Add simple Hugo configuration for static PINVAL generation by jeancochrane · Pull Request #40 · ccao-data/homeval

jeancochrane · 2025-05-05T23:28:02Z

This PR adds a simple Hugo site that we can use to generate PINVAL reports. For now, the Hugo configuration is defined in parallel to the existing Quarto configuration, so that we can maintain the legacy Quarto process while we continue work on the Hugo process. Once the Hugo process is production-ready, I'll put up a follow-up PR that removes the legacy Quarto doc for the sake of cleanliness.

Testing

To test out the Hugo site:

Open WSL
Clone or navigate to the pinval repo
Make sure you have Hugo installed: sudo snap install hugo
- This will prompt you for your terminal user password
- Run hugo version to confirm that it installed correctly
  - You might need to open a new shell before the CLI is available in your path
Navigate to the pinval/pinval/ subdirectory
Run hugo serve
Navigate to http://localhost:1313/example-single-card/ to view the sample single-card report
Navigate to http://localhost:1313/example-multi-card/ to view the sample multi-card report

Benchmarking

Build time

I was curious how fast Hugo can build this report, and how much memory/CPU we'd need to build a full tri worth of reports. I used a quick command like this one to copy the single card report N times:

$ export N=500000
$ time for i in $(seq 1 $N); do cp content/example-single-card.md "content/example-single-card-${i}.md"; done

I tried running on 500k reports but ended up running out of memory on my 16GB laptop. Public repo GitHub runners have 16GB RAM while private repo runners have 7GB RAM, so this indicates that we probably can't build an entire tri in one shot.

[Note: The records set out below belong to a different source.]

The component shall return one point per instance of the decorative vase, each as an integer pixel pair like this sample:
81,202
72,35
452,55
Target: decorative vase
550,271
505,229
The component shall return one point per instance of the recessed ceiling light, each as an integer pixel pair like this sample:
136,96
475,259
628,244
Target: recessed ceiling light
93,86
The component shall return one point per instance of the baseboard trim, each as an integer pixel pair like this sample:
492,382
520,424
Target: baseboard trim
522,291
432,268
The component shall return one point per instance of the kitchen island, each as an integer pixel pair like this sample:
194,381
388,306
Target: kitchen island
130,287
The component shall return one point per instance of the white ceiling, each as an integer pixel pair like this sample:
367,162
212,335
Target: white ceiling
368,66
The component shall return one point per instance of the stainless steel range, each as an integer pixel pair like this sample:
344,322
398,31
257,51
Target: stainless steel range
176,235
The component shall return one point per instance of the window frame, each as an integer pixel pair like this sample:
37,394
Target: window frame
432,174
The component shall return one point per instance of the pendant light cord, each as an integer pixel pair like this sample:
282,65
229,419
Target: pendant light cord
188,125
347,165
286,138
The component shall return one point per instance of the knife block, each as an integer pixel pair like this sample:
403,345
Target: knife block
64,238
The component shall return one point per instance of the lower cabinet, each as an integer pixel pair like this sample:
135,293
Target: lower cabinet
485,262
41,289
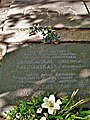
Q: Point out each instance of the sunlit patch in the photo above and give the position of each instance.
(38, 21)
(33, 16)
(23, 92)
(85, 73)
(2, 102)
(59, 25)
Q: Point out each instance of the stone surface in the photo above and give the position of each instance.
(88, 6)
(67, 14)
(46, 67)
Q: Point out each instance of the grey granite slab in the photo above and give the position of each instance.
(41, 68)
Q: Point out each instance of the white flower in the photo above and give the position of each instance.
(50, 104)
(18, 115)
(39, 110)
(43, 118)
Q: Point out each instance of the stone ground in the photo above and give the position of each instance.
(16, 16)
(70, 17)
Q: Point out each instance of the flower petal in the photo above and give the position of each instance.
(44, 105)
(43, 118)
(56, 106)
(45, 99)
(59, 102)
(50, 111)
(52, 98)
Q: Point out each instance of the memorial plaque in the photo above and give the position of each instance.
(50, 68)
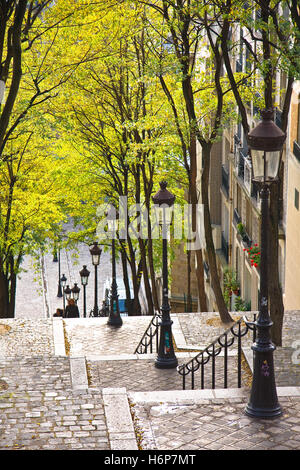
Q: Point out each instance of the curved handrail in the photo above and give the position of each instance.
(147, 339)
(214, 349)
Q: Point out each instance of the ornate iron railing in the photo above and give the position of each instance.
(209, 354)
(150, 337)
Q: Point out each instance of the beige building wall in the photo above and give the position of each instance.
(292, 272)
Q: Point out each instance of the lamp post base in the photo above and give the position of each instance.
(115, 321)
(166, 358)
(166, 363)
(263, 402)
(263, 412)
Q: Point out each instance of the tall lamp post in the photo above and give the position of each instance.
(166, 358)
(265, 142)
(96, 251)
(114, 318)
(59, 291)
(84, 275)
(75, 292)
(63, 281)
(67, 293)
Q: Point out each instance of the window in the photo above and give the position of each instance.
(297, 199)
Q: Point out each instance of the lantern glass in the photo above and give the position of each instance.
(63, 281)
(265, 165)
(68, 292)
(96, 253)
(84, 280)
(75, 292)
(84, 274)
(165, 215)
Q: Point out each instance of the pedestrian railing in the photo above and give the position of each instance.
(230, 337)
(150, 337)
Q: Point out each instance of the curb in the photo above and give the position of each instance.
(119, 421)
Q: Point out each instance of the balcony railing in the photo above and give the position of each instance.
(236, 217)
(296, 150)
(225, 180)
(238, 65)
(224, 247)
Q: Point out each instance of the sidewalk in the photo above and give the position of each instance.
(76, 384)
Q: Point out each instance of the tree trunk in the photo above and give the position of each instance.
(275, 291)
(4, 297)
(223, 311)
(126, 282)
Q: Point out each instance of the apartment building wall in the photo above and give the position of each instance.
(292, 253)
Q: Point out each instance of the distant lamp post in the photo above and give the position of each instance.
(166, 358)
(265, 142)
(96, 251)
(59, 291)
(84, 275)
(68, 293)
(114, 318)
(75, 292)
(63, 281)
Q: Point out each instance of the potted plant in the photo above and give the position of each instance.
(254, 255)
(241, 229)
(239, 305)
(235, 285)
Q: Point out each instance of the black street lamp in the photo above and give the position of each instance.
(75, 292)
(96, 251)
(59, 291)
(84, 275)
(67, 292)
(265, 142)
(114, 318)
(166, 358)
(63, 281)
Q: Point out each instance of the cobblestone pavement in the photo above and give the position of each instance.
(141, 375)
(40, 411)
(218, 424)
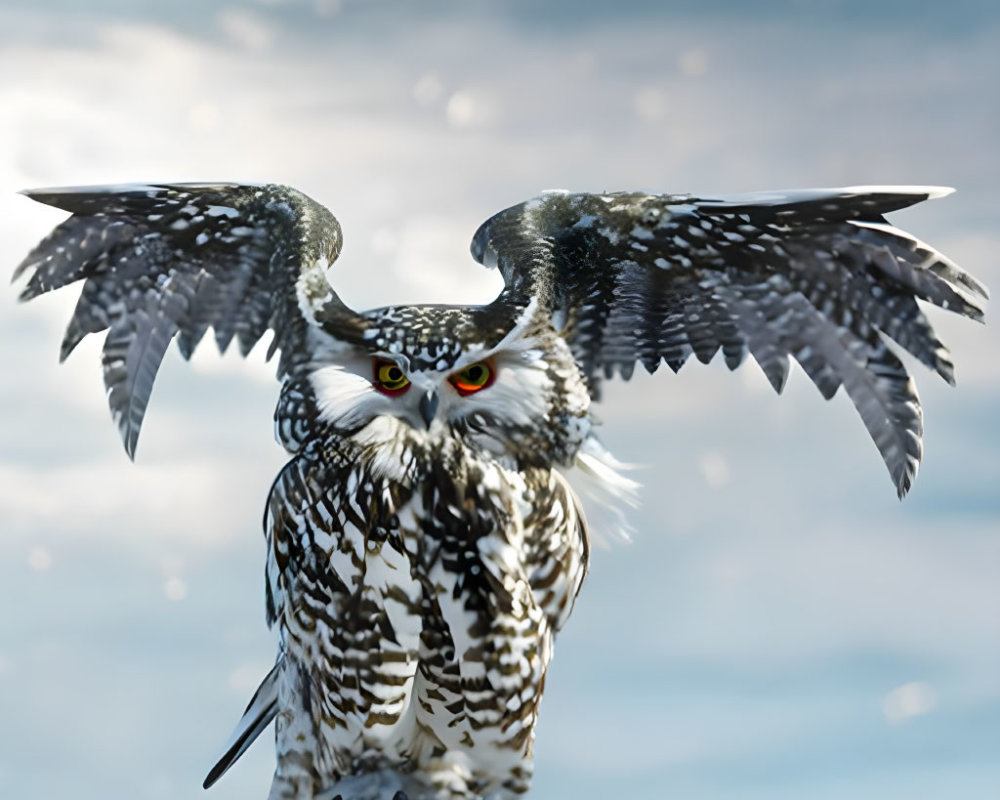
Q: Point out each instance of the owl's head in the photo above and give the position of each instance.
(507, 386)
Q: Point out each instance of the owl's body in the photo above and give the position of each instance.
(424, 544)
(426, 570)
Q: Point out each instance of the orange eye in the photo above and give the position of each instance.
(473, 378)
(389, 378)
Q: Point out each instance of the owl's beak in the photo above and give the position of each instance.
(428, 406)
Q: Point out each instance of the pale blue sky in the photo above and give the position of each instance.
(780, 627)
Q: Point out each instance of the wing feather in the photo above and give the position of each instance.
(160, 261)
(818, 275)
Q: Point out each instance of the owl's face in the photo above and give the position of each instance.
(513, 397)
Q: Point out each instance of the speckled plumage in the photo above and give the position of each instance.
(424, 546)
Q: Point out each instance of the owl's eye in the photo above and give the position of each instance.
(389, 378)
(473, 378)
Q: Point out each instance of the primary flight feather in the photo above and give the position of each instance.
(424, 541)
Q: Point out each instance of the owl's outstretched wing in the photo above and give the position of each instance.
(817, 275)
(165, 260)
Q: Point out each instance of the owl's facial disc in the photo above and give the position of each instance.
(389, 379)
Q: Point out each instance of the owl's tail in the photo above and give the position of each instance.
(262, 709)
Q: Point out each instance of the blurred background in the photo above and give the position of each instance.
(779, 627)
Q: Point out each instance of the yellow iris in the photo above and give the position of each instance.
(473, 378)
(389, 378)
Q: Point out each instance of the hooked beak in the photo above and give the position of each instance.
(428, 406)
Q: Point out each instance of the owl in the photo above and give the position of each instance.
(426, 539)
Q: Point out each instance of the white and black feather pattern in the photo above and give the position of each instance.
(166, 260)
(818, 276)
(426, 545)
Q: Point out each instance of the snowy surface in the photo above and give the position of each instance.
(780, 627)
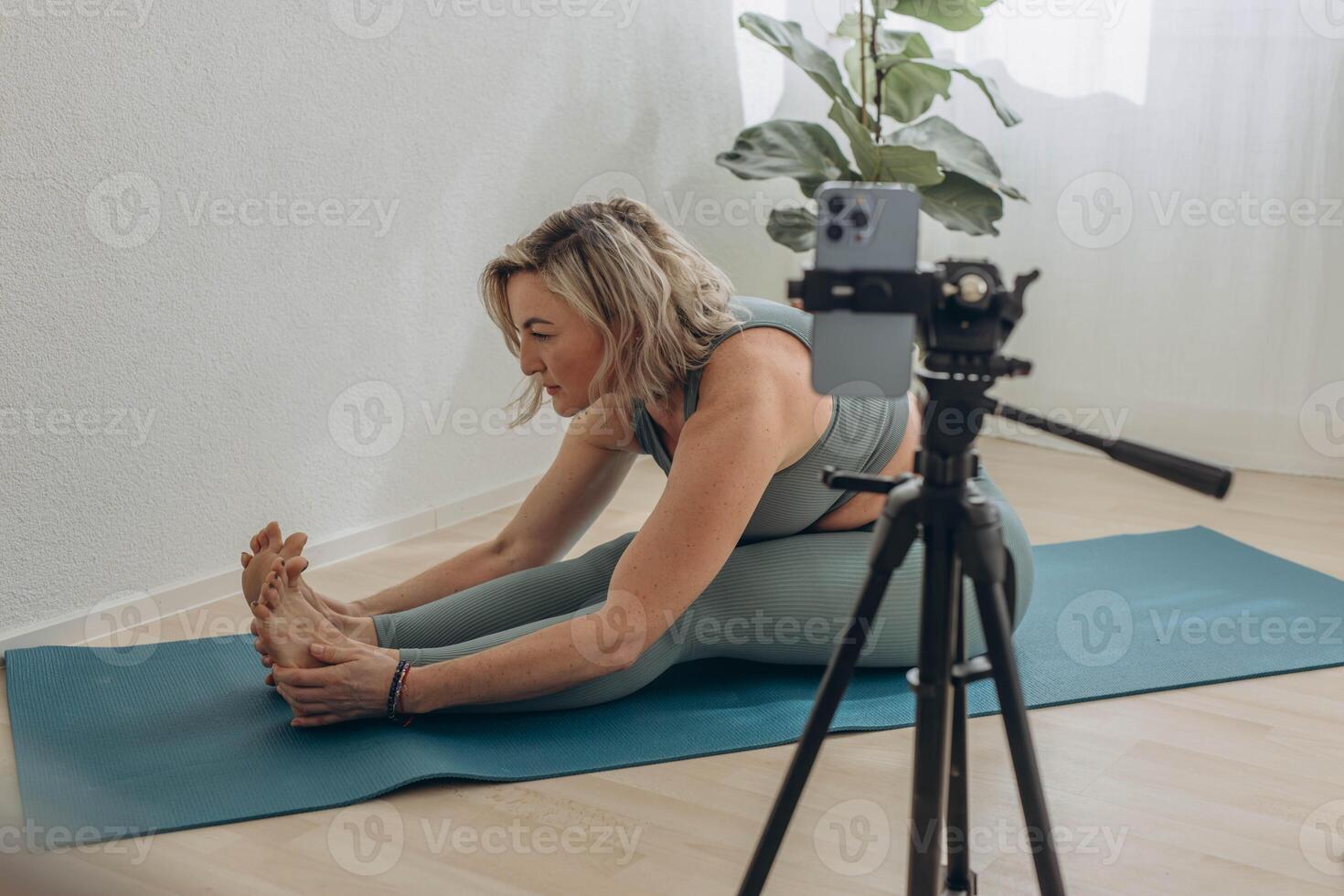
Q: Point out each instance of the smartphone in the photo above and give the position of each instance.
(862, 228)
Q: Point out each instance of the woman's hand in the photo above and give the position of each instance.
(355, 687)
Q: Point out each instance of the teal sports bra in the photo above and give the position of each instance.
(863, 434)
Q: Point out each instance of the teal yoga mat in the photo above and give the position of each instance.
(156, 738)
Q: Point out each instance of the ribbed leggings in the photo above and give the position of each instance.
(784, 601)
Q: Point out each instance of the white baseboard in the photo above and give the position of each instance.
(172, 600)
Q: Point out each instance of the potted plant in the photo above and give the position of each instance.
(890, 77)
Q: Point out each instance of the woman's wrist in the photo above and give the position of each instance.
(418, 690)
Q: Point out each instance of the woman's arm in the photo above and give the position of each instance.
(725, 460)
(481, 563)
(577, 486)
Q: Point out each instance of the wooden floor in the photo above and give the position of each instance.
(1204, 790)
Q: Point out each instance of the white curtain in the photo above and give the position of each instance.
(1183, 165)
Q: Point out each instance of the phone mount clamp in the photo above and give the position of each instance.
(963, 316)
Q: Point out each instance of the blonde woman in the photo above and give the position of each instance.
(638, 338)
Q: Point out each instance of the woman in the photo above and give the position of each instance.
(748, 554)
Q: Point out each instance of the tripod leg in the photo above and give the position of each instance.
(891, 541)
(960, 878)
(933, 695)
(980, 543)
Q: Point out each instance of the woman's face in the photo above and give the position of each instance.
(555, 346)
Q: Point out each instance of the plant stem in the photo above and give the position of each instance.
(877, 86)
(863, 74)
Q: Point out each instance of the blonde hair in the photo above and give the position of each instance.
(613, 262)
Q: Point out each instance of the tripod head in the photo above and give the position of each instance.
(964, 315)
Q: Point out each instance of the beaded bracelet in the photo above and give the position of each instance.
(400, 692)
(395, 690)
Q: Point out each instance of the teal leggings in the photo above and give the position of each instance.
(784, 601)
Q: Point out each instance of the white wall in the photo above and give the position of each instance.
(1218, 336)
(171, 379)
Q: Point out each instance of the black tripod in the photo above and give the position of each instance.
(963, 536)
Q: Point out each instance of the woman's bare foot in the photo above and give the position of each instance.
(266, 546)
(289, 624)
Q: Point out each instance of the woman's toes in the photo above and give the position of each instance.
(266, 539)
(293, 546)
(293, 569)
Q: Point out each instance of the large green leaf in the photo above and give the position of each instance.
(794, 228)
(960, 203)
(953, 15)
(957, 152)
(786, 37)
(800, 149)
(882, 163)
(987, 86)
(907, 91)
(890, 42)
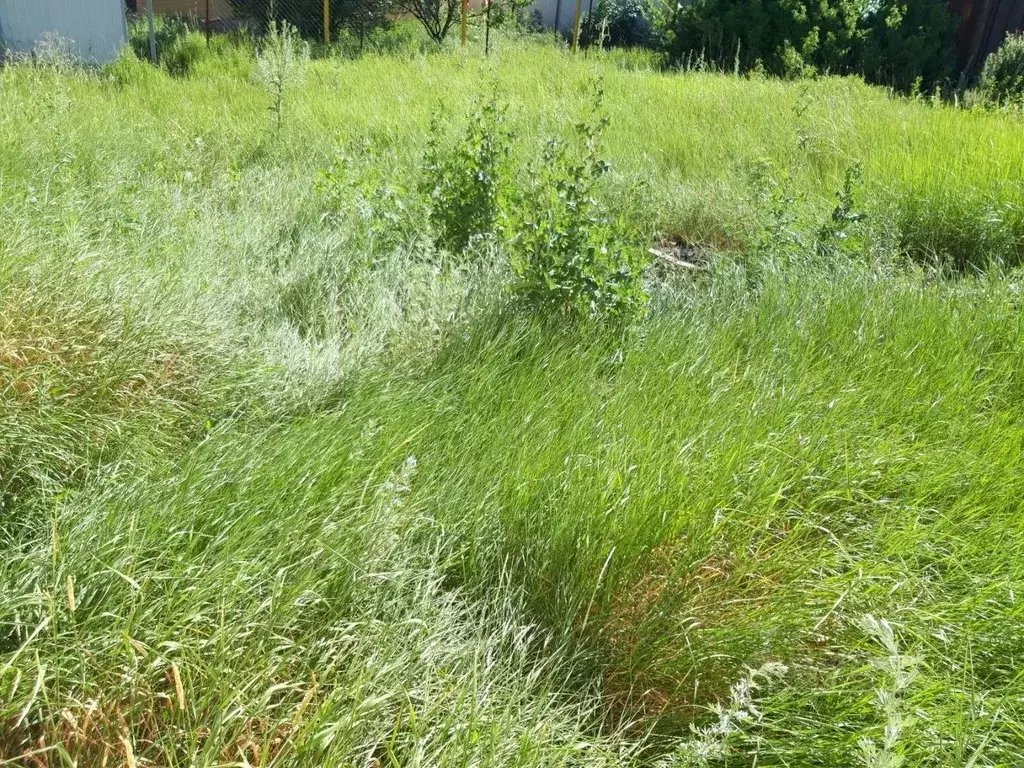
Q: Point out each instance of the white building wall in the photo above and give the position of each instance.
(556, 13)
(95, 28)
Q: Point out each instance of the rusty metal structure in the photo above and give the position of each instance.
(984, 25)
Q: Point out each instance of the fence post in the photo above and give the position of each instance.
(576, 26)
(486, 34)
(153, 32)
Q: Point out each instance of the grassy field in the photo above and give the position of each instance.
(282, 484)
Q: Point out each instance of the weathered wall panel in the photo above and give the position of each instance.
(95, 28)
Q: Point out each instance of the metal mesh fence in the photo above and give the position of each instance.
(315, 19)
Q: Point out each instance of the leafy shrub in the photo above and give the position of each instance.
(823, 35)
(366, 197)
(619, 24)
(569, 255)
(166, 31)
(183, 53)
(892, 42)
(908, 42)
(842, 232)
(1003, 76)
(466, 184)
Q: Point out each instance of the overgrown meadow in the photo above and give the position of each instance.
(545, 411)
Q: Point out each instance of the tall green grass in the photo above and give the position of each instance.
(283, 486)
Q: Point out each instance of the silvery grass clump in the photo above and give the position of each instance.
(281, 64)
(898, 671)
(739, 715)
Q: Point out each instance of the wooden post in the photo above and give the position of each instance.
(486, 34)
(576, 26)
(153, 32)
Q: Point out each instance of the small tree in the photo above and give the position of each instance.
(281, 64)
(437, 16)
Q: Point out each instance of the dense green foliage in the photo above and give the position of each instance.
(467, 182)
(892, 42)
(1003, 76)
(283, 485)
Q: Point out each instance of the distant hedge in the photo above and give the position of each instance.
(903, 43)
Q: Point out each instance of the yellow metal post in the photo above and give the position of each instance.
(576, 26)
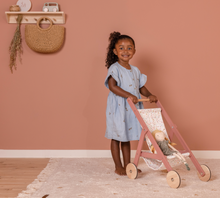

I started at 100k reports and incrementally increased the number of reports until I ran out of memory. On my machine, memory starts to max out and things start to slow down around 250k reports, but 250k reports run very fast:

$ time hugo build
Start building sites …
hugo v0.147.0-7d0039b86ddd6397816cc3383cb0cfa481b15f32+extended linux/amd64 BuildDate=2025-04-25T15:26:28Z VendorInfo=snap:0.147.0

                   |   EN
-------------------+---------
  Pages            | 250002
  Paginator pages  |      0
  Non-page files   |      0
  Static files     |      7
  Processed images |      0
  Aliases          |      0
  Cleaned          |      0

Total in 88588 ms

real    1m30.243s
user    12m14.501s
sys     1m50.962s

The important number there is the real wall clock time: 90 seconds to generate 200k reports.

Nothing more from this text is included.